Mistake 4: Technology Commissioned – And The Finished Solution For B2B Sales Does Not Fit
A common procedure for implementing technical solutions that have been passed down for years is the following: After a project for B2B sales has been planned, the requirements are formulated, it is passed on to the technology – and the finished product is then accepted. But that doesn’t work anymore today. On the one hand, this is because the world does not know a standstill. On the other hand, because the solutions have to map increasingly complex processes. This means that in the planning phase, elementary points are not seen and thus forgotten. Even so, many companies today still operate with a very rigid model. And you have to make high investments to adapt your solution afterward.
Instead, technological development should no longer be decoupled from the requisitions. The recommendation: split the development of the solution into sub goals, constant feedback from the business side, immediate adaptation, and elimination of errors and problems during the development process. Tried and tested management tools such as Design Thinking or Scrum can help to redesign these processes.

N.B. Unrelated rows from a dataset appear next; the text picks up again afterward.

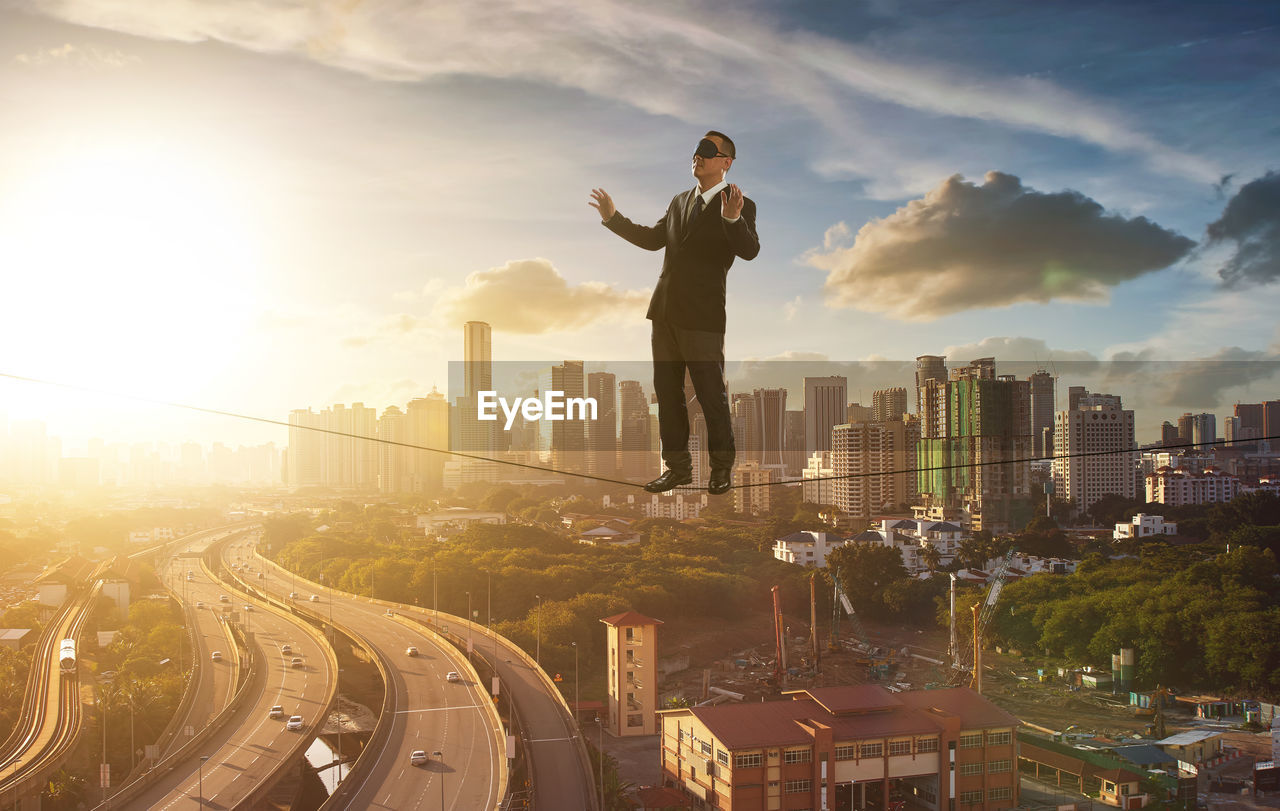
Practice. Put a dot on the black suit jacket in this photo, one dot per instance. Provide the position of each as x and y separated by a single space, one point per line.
690 291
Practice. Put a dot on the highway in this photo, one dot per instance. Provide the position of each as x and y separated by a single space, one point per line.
234 763
50 722
429 713
561 777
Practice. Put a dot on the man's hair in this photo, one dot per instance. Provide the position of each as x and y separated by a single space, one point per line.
728 142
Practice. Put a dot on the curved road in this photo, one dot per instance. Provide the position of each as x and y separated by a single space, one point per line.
430 713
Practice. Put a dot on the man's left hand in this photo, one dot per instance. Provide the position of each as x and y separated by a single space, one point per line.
731 202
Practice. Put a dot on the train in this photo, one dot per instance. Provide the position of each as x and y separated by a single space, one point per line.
67 656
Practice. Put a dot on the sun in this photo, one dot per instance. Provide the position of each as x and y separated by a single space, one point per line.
126 267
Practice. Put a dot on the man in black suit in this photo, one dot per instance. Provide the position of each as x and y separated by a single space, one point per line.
703 230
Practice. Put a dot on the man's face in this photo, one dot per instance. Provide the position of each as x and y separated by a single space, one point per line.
712 168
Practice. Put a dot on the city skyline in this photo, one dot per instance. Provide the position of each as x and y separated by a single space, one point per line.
251 211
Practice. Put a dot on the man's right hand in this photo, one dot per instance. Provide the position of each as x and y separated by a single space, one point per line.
602 202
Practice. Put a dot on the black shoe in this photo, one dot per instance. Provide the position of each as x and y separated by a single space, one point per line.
720 481
670 481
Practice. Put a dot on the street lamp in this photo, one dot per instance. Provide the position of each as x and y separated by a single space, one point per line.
577 701
538 644
439 757
202 759
600 722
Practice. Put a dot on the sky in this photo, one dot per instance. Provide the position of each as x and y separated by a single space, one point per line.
265 206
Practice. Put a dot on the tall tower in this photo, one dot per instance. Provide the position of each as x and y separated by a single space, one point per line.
928 367
475 436
1042 411
634 434
888 403
826 402
602 433
632 673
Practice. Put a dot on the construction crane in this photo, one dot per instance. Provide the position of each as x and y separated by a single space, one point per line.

Mistake 5: Customers Were Asked Once – And Had To Live With The Answers Afterward
What applies to involvement in technological development should also fundamentally apply to customers’ participation in the overall process. An initial survey regarding expectations and needs should not be an alibi for an insufficiently customer-centric solution in B2B sales. According to the motto: But you said in our investigation twelve months ago that this is what you wanted.
The world of customers is also constantly evolving. A few weeks after the survey, customers may suddenly see requirements completely differently because they see the situation differently. And that’s exactly why customers have to be constantly involved in the development of the technology and the processes behind it. Some companies think this will slow things down. And that’s true in many of the cases I’ve observed, by the way. However, it is a reasonable effort compared to the customer’s issues with a solution that they cannot or do not want to use. Then it often becomes really expensive, with increasing frustration on both sides. This should be avoided at all costs.